Part of Advances in Neural Information Processing Systems 36 (NeurIPS 2023) Main Conference Track

Bibtex Paper Supplemental


Dairui Wang, Junyu Cao, Yan Zhang, Wei Qi


Delayed feedback is a critical problem in dynamic recommender systems. In practice, the feedback result often depends on the frequency of recommendation. Most existing online learning literature fails to consider optimization of the recommendation frequency, and regards the reward from each successfully recommended message to be equal. In this paper, we consider a novel cascading bandits setting, where individual messages from a selected list are sent to a user periodically. Whenever a user does not like a message, she may abandon the system with a probability positively correlated with the recommendation frequency.

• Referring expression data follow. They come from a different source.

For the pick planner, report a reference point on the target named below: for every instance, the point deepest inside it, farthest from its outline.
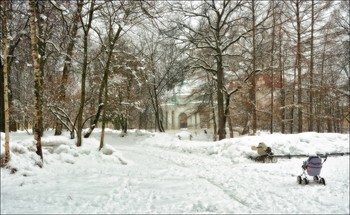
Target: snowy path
(174, 182)
(166, 180)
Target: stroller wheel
(322, 181)
(299, 179)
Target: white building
(182, 113)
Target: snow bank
(239, 149)
(56, 149)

A learning agent needs to learn both the underlying message attraction probabilities and users' abandonment probabilities through the randomly delayed feedback. We first show a dynamic programming solution to finding the optimal message sequence in deterministic scenarios, in which the reward is allowed to vary with different messages. Then we propose a polynomial time UCB-based offline learning algorithm, and discuss its performance by characterizing its regret bound. For the online setting, we propose a learning algorithm which allows adaptive content for a given user. Numerical experiment on AmEx dataset confirms the effectiveness of our algorithms.